Regulation – When questioned on the governance of the new technologies, Rothblatt, stated, with no hint of irony, that ‘Regulation will have a role to play’. This understatement belies the fundamental truth that Regulation Always Fails. Considers some of the other seismic leaps in technology, and then think about how they have worked out for the human race as a whole:
- We learn how to split the atom, and instead of boundless free energy, we are left with Hiroshima, 40 years of Cold War, and a host of rogue states such as North Korea, Iran and Israel holding the world hostage. Generations have grown up under the shadow of the bomb, with no end in site.
- We develop the internal combustion engine, promising horseless locomotion for all. This leaves us with 50% of the total surface area of cities such as Los Angeles buried under the tarmac of roads and parking lots, 4 parking spaces created for every car, and a global environmental catastrophe driven in large part by our addiction to cars
- The internet promised us free exchange of information. However we are now left with the NSA, Prism, and a debilitating generational addiction to screens
The fact is that we as a species are entirely unable to regulate ourselves – a combination of State and rogue actors, and national and corporate self-interest, combined with the endemic manipulation of regulation by powerful lobbies, all of which render Rothblatt’s faith in regulation a pipe dream.

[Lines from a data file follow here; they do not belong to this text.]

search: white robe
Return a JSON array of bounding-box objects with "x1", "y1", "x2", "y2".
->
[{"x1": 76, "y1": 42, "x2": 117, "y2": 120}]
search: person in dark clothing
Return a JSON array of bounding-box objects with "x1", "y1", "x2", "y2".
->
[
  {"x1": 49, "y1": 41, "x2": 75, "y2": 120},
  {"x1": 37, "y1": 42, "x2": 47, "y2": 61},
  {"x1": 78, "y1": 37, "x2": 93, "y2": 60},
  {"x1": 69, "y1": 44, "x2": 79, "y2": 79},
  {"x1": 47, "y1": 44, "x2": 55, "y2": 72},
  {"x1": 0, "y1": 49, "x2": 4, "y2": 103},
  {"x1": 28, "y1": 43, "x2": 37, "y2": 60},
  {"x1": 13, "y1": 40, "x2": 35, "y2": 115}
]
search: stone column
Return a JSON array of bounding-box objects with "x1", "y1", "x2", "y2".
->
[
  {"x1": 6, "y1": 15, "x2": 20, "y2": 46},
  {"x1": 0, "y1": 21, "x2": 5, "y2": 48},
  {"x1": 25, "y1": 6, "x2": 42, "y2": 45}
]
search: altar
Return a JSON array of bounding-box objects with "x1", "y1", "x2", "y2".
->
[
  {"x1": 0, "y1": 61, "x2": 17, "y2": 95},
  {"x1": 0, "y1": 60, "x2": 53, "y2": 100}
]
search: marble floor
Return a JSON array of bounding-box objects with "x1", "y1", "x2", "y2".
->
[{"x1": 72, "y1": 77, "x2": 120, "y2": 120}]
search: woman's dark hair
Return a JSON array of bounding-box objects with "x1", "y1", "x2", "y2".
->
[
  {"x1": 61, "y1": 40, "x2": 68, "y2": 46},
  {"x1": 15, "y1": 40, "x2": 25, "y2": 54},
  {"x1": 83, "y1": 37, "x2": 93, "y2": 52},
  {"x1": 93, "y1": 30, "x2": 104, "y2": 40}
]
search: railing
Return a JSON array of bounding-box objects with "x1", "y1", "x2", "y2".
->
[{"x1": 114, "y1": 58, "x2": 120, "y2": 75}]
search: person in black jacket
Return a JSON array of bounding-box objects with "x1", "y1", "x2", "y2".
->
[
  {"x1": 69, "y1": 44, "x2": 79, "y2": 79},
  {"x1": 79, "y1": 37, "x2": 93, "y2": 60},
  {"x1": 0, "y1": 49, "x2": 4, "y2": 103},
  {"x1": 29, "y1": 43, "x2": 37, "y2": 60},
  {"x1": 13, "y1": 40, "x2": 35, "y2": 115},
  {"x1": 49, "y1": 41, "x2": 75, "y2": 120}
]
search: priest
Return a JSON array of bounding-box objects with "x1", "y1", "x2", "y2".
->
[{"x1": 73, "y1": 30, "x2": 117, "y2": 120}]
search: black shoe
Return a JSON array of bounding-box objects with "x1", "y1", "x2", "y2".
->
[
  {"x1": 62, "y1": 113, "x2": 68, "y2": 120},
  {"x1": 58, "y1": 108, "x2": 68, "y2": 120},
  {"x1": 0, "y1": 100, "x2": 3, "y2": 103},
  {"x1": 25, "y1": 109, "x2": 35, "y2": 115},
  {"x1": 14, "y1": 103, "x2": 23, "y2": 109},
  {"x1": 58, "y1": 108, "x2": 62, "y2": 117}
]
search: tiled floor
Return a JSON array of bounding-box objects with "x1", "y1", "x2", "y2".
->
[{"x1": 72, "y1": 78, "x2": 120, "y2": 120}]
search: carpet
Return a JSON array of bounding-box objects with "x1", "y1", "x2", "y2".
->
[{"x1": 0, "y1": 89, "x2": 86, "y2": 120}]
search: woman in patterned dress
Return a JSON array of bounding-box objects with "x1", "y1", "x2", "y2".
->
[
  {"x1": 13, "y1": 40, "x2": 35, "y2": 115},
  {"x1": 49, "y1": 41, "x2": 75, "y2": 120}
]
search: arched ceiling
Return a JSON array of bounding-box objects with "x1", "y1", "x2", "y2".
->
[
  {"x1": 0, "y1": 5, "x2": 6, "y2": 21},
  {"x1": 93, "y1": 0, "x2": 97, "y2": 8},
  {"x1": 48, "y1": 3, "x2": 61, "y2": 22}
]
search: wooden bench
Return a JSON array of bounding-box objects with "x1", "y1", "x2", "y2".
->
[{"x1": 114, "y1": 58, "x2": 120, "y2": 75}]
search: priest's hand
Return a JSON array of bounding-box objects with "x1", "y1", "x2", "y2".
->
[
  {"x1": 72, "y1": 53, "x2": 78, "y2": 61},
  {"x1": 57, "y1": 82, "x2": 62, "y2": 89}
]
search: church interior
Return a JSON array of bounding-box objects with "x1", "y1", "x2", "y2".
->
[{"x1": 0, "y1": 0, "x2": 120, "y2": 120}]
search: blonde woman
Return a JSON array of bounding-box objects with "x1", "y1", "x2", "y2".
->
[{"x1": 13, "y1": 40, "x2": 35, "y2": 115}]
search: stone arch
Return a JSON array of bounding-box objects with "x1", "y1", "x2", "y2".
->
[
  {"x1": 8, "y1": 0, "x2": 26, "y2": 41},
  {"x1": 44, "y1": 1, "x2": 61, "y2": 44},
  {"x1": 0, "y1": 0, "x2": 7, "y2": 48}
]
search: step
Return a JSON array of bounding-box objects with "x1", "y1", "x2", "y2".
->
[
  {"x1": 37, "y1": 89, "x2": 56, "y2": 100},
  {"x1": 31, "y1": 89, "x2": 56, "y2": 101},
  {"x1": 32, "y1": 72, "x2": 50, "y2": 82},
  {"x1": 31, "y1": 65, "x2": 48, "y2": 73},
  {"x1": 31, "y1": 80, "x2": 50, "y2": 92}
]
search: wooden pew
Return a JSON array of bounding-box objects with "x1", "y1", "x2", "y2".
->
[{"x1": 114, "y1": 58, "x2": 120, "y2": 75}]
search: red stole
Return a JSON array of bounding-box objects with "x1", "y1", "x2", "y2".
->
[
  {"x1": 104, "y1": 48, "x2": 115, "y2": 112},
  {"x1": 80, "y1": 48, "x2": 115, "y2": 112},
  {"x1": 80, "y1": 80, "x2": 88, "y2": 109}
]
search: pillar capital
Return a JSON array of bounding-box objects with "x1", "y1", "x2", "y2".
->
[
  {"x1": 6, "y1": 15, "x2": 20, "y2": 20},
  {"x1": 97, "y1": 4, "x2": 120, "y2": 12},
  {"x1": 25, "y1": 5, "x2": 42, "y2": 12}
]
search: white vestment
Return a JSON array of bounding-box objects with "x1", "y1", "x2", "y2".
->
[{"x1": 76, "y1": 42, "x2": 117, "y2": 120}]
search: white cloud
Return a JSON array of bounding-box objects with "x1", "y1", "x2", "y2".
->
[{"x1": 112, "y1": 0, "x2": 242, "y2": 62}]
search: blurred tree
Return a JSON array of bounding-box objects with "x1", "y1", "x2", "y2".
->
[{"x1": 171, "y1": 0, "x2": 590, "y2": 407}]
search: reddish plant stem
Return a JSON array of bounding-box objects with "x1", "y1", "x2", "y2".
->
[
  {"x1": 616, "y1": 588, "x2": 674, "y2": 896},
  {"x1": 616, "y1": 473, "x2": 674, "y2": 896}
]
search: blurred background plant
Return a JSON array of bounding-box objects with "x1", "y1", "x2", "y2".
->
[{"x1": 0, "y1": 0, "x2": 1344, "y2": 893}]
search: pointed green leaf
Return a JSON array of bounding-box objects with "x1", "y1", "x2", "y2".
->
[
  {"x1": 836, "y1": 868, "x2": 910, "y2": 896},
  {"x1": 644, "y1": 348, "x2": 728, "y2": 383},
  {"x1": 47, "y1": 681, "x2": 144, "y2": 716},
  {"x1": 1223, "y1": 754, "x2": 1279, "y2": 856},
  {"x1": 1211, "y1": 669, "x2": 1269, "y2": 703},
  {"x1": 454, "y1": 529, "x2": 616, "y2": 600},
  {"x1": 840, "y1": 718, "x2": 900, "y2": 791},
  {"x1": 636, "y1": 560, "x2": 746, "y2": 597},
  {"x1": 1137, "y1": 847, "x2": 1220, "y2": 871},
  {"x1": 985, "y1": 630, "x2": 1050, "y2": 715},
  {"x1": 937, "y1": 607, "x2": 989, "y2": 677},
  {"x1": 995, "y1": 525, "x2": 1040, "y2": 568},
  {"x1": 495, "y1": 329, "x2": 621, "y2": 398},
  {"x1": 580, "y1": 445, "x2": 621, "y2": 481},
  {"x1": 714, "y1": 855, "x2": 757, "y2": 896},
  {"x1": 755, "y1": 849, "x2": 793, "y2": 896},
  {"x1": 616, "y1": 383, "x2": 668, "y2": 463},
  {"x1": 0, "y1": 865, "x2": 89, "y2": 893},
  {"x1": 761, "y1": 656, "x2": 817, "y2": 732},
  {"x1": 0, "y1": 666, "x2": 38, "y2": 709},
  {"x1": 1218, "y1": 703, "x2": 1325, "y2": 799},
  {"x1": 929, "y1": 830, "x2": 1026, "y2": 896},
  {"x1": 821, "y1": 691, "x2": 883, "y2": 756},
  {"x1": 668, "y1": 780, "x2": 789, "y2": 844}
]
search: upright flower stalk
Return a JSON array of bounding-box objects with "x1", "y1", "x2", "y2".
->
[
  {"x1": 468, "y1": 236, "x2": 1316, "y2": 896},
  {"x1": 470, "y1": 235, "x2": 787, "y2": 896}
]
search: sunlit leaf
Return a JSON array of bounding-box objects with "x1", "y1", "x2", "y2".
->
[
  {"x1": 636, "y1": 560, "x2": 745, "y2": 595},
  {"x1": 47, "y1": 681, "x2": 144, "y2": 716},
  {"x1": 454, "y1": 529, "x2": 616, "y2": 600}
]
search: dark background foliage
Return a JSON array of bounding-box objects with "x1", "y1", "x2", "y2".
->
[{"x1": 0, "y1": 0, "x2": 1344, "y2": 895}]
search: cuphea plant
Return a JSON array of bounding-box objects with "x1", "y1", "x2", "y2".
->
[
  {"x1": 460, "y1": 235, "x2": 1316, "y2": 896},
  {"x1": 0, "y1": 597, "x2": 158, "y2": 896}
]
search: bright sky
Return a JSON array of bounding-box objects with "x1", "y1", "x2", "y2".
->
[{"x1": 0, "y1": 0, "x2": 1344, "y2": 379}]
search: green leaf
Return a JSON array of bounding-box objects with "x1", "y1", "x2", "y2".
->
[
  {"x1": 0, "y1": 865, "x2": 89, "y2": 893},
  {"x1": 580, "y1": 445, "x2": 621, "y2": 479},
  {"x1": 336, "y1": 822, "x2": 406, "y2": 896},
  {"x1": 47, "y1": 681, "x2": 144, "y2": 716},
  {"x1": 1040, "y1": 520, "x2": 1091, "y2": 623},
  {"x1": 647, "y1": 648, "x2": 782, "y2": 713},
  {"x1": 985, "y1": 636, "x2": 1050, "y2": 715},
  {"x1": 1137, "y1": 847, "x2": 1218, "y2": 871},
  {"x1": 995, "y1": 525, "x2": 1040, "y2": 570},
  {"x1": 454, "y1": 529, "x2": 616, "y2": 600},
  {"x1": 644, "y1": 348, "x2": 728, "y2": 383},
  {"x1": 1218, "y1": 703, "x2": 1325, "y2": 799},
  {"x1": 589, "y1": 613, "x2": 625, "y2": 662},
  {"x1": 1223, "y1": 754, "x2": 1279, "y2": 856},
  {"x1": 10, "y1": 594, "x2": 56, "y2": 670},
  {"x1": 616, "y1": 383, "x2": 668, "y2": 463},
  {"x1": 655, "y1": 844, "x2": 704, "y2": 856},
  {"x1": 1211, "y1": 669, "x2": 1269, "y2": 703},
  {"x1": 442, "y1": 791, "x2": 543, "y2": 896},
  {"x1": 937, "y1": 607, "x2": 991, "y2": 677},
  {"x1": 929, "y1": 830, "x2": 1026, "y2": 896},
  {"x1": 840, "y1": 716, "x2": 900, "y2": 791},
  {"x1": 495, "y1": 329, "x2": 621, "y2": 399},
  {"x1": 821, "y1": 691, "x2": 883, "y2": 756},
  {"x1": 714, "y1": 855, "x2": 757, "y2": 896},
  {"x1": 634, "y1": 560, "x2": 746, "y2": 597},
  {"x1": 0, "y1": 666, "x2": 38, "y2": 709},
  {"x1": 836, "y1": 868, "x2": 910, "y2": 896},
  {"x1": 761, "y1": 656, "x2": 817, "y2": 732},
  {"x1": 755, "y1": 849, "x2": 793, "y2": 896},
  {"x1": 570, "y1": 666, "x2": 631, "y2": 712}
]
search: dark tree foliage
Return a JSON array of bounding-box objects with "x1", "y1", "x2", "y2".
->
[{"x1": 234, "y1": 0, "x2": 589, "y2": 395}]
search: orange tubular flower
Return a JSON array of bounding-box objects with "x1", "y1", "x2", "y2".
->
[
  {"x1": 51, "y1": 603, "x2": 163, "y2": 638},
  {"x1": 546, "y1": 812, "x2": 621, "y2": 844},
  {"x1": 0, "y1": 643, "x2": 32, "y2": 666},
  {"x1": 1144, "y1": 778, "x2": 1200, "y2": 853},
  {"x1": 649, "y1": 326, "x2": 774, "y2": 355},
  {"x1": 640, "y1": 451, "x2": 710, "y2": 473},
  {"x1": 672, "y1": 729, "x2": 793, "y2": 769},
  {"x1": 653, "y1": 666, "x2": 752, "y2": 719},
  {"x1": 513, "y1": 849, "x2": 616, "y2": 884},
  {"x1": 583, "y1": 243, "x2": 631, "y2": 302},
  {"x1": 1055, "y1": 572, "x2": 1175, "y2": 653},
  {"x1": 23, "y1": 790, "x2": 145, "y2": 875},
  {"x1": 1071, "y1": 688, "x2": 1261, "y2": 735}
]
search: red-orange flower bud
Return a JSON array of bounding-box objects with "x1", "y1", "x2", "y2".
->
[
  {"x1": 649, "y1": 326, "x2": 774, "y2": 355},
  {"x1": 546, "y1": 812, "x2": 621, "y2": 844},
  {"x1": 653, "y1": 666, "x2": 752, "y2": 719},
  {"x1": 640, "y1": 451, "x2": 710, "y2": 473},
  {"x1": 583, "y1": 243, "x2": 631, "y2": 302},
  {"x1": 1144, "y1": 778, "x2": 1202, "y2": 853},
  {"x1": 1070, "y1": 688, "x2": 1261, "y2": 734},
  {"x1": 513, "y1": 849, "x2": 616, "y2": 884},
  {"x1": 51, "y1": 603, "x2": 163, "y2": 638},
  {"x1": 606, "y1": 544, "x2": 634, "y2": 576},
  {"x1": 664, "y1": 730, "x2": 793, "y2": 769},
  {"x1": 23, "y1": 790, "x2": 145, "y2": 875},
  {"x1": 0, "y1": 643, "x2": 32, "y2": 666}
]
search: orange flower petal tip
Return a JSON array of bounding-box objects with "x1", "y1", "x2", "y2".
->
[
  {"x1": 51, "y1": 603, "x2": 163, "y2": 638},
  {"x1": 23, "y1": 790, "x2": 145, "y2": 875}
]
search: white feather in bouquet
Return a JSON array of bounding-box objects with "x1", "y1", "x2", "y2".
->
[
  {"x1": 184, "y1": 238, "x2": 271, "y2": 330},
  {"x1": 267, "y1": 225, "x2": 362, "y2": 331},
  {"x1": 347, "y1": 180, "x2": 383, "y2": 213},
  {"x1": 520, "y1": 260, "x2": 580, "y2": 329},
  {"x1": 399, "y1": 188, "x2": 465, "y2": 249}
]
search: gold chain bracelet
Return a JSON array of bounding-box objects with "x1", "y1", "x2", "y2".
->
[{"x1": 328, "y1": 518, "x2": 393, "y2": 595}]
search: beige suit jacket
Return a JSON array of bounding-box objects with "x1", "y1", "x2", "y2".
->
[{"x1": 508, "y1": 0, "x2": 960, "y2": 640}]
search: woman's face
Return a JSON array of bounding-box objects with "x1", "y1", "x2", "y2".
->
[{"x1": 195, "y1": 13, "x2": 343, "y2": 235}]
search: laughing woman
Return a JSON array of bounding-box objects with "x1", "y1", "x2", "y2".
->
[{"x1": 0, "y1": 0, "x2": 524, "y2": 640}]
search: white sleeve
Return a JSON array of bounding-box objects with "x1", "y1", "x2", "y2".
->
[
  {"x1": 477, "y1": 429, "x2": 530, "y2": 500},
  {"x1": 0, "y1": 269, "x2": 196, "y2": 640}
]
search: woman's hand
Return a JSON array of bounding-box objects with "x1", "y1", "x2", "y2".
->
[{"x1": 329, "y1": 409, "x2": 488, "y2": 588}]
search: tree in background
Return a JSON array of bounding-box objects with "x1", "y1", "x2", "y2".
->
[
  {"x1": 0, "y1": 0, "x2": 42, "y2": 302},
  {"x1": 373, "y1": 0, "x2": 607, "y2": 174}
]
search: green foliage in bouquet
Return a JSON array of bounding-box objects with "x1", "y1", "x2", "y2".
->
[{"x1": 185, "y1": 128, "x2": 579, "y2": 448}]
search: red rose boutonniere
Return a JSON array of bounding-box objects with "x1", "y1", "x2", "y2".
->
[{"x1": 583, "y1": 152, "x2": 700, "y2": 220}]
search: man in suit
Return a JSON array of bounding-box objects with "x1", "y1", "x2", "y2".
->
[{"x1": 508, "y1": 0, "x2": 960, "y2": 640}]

Martine Rothblatt’s journey is one of inspiration on so many levels, and she is clearly a profoundly moral and loving person. She is also cresting the wave of human knowledge – there is no doubt that if it wasn’t her developing these new capabilities, someone else would. The fact is that there is little that we can imagine that we cannot achieve.
However, when passion and vision is not leavened by reason, it becomes obsession. When an idea becomes all-consuming, it becomes a cult.
No matter what Martine Rothblatt’s motivations are, she is determined to open the Pandora’s box of the human condition at its most fundamental level. Perhaps this is just one more facet of humanity’s race to its own demise. Or perhaps she is a necessary part of our evolution – as we render our planet increasingly incapable of supporting real life, will living through circuitry be the only choice we have?
In any event, immense credit to SXSW for bringing such an excellent and controversial speaker, and real fundamental issues to us. This is a debate which has only just begun.